Grazie, Presidente. Colleghe e colleghi, non me ne vorrà se, un po' per mia personale resistenza su questi temi architettonici, un po' per evitare il millantato credito e la mitomania, che per un parlamentare sono sempre in agguato, mi appoggerò ad alcune considerazioni provvistemi dall'onorevole Ceccanti, la cui preclara dottrina supplirà con generosità alle mie lacune.

Se non ho male inteso, la cosiddetta “riforma Fornaro”, eroe eponimo di questa proposta di legge, prende le mosse dalla sciagurata - questo ce lo metto io, che pure l'ho votata; e che Dio sempre mi perdoni - riduzione del numero dei parlamentari. Il Senato, eletto su base regionale in presenza di un numero minimo di senatori, che si è considerevolmente ridotto in alcune regioni, sconta eufemisticamente alcuni problemi di pluralismo della rappresentanza. Di per sé questa modifica, che la sostituisce con una base circoscrizionale - lo ha ricordato benissimo il relatore -, non impone nulla, anzi concede margini superiori al legislatore ordinario che possa e voglia porsi questo problema. Essa tuttavia, Presidente, richiama anche una seria questione di sistema: finché entrambe le Camere separatamente danno - questo è quello che penso - la fiducia al Governo è nostro dovere e nostro compito favorire la formazione di maggioranze quanto più omogenee possibile in entrambe le Assemblee. Così si fece già nel 1963 - sentite il Ceccanti che scorre impetuoso dentro di me -, quando la durata temporale delle Assemblee fu allineata a cinque anni anche per il Senato, che in origine ne durava sei. Parimenti, su sollecitazione degli organi di garanzia, la “legge Rosato” fu voluta identica in entrambe le Camere e così in questa legislatura abbiamo allineato gli elettorati attivi a diciott'anni. Credo sia nell'interesse di tutti, Presidente: dà un effetto di stabilizzazione, richiamato, avere la certezza di esiti elettorali conformi nelle due Camere evitando asimmetrie e distorsioni, tanto più che non mi pare alle viste, dopo l'occasione sprecata per il referendum del 2016, un superamento del bicameralismo paritario.

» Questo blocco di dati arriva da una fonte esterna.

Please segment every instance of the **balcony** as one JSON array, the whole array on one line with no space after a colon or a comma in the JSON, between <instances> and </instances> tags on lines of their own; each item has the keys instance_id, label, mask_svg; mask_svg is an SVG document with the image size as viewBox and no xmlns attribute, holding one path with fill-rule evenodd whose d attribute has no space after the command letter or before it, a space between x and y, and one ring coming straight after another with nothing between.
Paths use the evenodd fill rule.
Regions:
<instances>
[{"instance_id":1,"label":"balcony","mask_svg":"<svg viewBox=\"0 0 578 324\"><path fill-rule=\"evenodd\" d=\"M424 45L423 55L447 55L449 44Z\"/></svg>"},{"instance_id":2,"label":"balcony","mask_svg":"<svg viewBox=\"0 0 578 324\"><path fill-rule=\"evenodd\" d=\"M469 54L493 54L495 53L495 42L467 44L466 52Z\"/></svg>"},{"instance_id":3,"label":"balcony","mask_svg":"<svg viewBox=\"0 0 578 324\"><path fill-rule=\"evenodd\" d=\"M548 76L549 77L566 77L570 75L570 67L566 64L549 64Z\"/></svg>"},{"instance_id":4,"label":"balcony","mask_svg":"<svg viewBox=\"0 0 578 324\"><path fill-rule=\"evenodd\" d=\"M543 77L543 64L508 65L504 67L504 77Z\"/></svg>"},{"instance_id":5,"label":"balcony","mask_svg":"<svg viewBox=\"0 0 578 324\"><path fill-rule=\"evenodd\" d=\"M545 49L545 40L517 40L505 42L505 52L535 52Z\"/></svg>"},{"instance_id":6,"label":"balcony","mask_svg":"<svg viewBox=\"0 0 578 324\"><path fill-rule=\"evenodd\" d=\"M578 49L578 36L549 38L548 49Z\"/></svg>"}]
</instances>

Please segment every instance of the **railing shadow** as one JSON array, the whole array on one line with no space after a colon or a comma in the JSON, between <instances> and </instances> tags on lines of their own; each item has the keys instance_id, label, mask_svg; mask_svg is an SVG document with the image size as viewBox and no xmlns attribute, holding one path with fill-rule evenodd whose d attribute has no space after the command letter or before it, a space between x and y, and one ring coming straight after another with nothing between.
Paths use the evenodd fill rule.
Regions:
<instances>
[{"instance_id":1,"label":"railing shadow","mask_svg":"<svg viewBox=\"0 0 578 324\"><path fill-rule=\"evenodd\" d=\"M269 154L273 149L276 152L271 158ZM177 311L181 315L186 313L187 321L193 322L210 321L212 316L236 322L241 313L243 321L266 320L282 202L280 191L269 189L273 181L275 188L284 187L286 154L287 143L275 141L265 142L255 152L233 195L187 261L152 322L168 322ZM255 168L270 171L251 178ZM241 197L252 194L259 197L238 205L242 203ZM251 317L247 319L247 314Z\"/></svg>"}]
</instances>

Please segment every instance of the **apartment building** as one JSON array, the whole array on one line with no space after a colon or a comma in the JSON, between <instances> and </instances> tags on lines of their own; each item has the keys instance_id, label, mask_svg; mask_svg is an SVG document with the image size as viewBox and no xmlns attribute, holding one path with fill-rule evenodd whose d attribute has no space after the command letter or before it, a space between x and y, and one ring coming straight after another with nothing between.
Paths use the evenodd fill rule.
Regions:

Poi si parlerà, se del caso, di riforma elettorale, la quale, ove mai questo Parlamento fosse in grado di proporla ed approvarla entro i limiti di questa accidentata legislatura, potrebbe fondarsi su un terreno più solido proprio in virtù di miniriforme e aggiustamenti, insomma della sintonia fine di provvedimenti come quello che stiamo discutendo oggi in quest'Aula. Questo piccolo ragionevole cambiamento di buonsenso, Presidente, consentirebbe un passetto avanti nella direzione di una maggiore chiarezza e leggibilità del quadro istituzionale e di coerenza del disegno riformatore. “Non sprechiamola questa occasione, convinciamocene insieme”, mi sprona a concludere, con la sua phronesis, l'onorevole Ceccanti che mi abita. A me, Presidente, a questo punto non resta altro che scusarmi per la brevità di queste considerazioni e di ringraziare lei e i colleghi per la pazienza concessami.